Giacometti s’engage pleinement dans le surréalisme, suit les réunions de l’Association des écrivains et artistes révolutionnaires, aux côtés d’Aragon, Éluard ou Tristan Tzara. Entre lui et Breton, l’amitié se fortifie dans une correspondance épistolaire intime, notamment à la mort du père de Giacometti, qui plonge le sculpteur dans l’angoisse et le désarroi. C’est aussi dans cette période qu’il entame une série de cubes, -polyèdres irréguliers à douze faces, à voir comme une traduction de la mort et de la mélancolie.
En 1934, Breton se marie avec Jacqueline Lamba. Pour témoins, Éluard et Giacometti, le toutim cadré par Man Ray. À cette occasion, Breton compose pour son épouse L’Air de l’eau, un recueil de poèmes qu’il propose à son ami d’illustrer en gravure. Giacometti s’y colle, exécute plusieurs esquisses, plume et crayon (également exposées à l’Institut Giacometti, et pour la première fois). Quatre dessins seulement sont retenus par le tout frais marié. C’est encore ballot.
C’est aussi dans cette période, foisonnante et pas toujours connue (et c’est tout l’intérêt de cette expo), que Giacometti réalise L’Objet invisible, inspiré d’une trouvaille au marché aux puces, représentant une femme à moitié assise sur un trône, tenant entre ses mains le vide. Tout Giacometti est là. Le fond, la forme, les pleins et les vides, les interrogations sur les limites de la sculpture, ses frustrations.
Pas vraiment satisfait par son travail, Giaco va revenir au sujet d’après nature, d’après modèle, tourné vers la figure humaine. Ça ne sera pas du goût de son ami. Fin des relations. Il est exclu du mouvement. Peu lui chaut, peut-être.
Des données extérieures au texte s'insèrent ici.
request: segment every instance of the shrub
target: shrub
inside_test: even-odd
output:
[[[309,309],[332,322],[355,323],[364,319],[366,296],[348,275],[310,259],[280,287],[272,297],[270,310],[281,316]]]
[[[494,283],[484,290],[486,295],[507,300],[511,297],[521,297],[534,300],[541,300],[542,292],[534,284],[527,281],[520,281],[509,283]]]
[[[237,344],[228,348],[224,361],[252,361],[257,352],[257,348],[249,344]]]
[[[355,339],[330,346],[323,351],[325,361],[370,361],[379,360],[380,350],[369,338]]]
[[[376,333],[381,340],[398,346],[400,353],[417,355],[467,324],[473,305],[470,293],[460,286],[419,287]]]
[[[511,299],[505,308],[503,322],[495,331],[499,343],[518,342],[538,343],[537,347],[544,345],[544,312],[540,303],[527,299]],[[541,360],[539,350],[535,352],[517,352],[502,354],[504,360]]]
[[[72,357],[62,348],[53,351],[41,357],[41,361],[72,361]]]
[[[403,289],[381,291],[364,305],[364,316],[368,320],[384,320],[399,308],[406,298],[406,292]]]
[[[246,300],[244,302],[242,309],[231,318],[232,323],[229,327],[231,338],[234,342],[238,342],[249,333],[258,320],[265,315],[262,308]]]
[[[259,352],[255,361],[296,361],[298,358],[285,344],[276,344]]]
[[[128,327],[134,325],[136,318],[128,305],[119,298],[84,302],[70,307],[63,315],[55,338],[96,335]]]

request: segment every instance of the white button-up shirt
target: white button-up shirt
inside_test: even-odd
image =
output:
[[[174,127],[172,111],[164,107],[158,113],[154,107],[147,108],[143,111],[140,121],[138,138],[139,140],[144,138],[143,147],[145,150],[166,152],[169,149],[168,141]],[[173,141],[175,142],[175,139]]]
Il a déjà pris son envol, son envergure d’albatros. Et c’est bien ce que l’on ressent dans les échanges entre les deux bougres. Une relation d’admiration, mais qui s’y frotte s’y pique. Dans ce sens, Giacometti affirme sa liberté de créer. Sa liberté tout court, qui le mènera vers la thématique de l’Homme qui marche.
Alberto Giacometti, André Breton, Amitiés surréalistes, Institut Giacometti, 5, rue Victor-Schoelcher, Paris, jusqu’au 10 avril. Catalogue, éd. Farge, 194 p, 28 euros.